Born into a wealthy family in Germany, Avnery grew up poor in Tel Aviv after he and his parents fled following the rise of the Nazis in 1933. As a 10-year-old immigrant, he eagerly embraced Hebrew language and culture but remained fluent in German and acknowledged being shaped by the humanist traditions of pre-Nazi Germany.

As a journalist, he shook the establishment with his tabloid weekly, Haolam Hazeh, or "This World" — a mix of hard-hitting exposes, gossip and photos of nude women.

A generation of aggressive Israeli journalists trained under his tutelage, even as his politics mostly kept him on the fringes of Israeli society. His stances, far outside the mainstream, won him several international awards but plenty of scorn at home where he was relentlessly attacked, sometimes even physically.

Still, his unwavering convictions won him respect from political rivals, even those who advocated for Jewish settlement in the West Bank, Gaza and east Jerusalem, lands captured by Israel in 1967 and sought by the Palestinians for a state.

President Reuven Rivlin said Avnery "adopted the challenge of his special status as an eternal opposition."

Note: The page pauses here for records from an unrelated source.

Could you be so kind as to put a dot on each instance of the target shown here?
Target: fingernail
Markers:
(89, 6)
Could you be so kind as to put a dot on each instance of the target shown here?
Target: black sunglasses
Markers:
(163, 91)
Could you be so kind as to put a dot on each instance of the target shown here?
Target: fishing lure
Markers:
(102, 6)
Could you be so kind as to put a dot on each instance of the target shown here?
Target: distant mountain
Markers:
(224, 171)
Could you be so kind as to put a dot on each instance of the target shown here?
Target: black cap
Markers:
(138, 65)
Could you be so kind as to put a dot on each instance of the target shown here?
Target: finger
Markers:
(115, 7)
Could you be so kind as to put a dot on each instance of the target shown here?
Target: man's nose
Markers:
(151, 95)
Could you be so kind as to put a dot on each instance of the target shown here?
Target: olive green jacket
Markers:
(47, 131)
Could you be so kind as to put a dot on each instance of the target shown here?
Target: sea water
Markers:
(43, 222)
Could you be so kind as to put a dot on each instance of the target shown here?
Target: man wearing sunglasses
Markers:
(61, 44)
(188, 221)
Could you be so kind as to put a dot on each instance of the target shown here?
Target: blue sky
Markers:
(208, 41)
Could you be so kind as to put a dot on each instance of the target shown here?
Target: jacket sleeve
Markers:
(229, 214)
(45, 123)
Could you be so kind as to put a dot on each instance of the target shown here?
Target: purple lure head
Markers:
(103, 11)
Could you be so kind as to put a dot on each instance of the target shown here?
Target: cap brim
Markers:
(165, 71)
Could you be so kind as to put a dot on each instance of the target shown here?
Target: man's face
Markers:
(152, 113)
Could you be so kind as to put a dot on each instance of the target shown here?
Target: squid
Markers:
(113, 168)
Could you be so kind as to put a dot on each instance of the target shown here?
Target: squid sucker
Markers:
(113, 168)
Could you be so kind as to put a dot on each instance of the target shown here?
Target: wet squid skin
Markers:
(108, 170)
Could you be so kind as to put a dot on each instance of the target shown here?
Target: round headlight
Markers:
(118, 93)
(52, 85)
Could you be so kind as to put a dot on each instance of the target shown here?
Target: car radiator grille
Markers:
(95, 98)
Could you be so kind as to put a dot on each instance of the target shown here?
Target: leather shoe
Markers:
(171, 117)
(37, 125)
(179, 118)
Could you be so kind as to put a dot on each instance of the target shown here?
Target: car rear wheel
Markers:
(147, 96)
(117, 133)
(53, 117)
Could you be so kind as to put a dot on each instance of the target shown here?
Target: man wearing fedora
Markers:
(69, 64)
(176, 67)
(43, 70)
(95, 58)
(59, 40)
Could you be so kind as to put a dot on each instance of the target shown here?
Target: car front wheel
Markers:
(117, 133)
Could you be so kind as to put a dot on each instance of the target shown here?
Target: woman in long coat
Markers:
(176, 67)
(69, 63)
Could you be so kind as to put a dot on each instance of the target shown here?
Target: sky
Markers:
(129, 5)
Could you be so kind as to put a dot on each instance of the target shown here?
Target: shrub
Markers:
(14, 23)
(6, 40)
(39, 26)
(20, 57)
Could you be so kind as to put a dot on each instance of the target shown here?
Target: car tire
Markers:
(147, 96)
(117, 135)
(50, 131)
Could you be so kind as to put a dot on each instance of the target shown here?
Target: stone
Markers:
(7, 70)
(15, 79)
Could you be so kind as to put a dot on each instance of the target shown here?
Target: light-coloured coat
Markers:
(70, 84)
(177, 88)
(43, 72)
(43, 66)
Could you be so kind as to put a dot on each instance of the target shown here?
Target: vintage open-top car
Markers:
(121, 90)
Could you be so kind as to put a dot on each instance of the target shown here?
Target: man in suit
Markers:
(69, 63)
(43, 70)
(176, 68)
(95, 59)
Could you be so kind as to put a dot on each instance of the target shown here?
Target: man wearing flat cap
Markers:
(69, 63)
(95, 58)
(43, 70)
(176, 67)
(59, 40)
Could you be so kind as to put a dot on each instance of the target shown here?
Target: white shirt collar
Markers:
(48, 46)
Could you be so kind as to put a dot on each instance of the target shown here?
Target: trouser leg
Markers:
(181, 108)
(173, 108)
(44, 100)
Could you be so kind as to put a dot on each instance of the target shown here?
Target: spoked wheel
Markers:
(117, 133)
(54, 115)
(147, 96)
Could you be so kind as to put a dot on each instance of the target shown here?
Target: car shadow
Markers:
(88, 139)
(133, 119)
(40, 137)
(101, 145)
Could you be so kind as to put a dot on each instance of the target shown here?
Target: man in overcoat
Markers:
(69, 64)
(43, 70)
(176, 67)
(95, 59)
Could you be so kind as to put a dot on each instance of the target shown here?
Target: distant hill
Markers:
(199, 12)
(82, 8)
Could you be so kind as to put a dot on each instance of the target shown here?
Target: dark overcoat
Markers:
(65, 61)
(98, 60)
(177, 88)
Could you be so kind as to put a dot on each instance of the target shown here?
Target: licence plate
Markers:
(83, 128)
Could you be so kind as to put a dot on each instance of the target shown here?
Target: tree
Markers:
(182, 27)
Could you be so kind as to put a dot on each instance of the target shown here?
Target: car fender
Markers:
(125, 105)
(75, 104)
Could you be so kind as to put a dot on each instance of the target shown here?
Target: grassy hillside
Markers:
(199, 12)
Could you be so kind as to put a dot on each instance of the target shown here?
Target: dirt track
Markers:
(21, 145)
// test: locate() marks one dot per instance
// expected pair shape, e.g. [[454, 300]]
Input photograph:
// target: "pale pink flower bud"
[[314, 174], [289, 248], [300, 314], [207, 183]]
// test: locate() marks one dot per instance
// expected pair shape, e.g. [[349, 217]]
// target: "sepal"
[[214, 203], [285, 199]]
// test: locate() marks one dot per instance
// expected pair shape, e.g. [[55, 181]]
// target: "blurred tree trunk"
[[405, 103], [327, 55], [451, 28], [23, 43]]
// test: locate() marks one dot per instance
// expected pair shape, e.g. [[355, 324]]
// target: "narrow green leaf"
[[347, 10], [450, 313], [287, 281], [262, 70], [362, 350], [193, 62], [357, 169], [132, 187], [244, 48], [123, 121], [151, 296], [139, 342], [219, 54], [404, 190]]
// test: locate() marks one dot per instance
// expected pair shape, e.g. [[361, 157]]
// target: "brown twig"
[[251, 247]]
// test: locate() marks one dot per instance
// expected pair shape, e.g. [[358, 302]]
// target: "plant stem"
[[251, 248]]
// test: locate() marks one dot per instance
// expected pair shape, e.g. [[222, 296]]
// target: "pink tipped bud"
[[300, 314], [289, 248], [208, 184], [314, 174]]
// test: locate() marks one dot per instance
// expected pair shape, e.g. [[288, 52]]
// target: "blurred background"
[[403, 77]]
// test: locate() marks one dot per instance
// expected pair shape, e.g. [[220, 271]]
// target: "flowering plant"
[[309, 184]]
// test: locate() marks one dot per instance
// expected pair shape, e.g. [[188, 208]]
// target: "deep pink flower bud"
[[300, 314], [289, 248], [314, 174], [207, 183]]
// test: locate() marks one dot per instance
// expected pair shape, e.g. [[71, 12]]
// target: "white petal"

"We had fierce differences, but they paled in the face of the ambition to build a strong and free society here," Rivlin wrote.

After his newspaper folded following a 40-year run, Avnery founded Gush Shalom, or "Peace Bloc," a group of several hundred activists who stage street protests, often side by side with Palestinian activists. He remained a strong supporter of Arafat long after most of Israel gave up on him as a peace partner following the eruption of Palestinian violence in the early 2000s.

Israel's peace camp has increasingly fractured and become politically sidelined since the 1990s when the Labor Party under then-Prime Minister Yitzhak Rabin led talks with the Palestinians on interim peace deals. Peace efforts were slowed by Rabin's 1995 assassination and Benjamin Netanyahu's first term as prime minister.

Avnery's wife, Rachel, died in 2011. They had no children.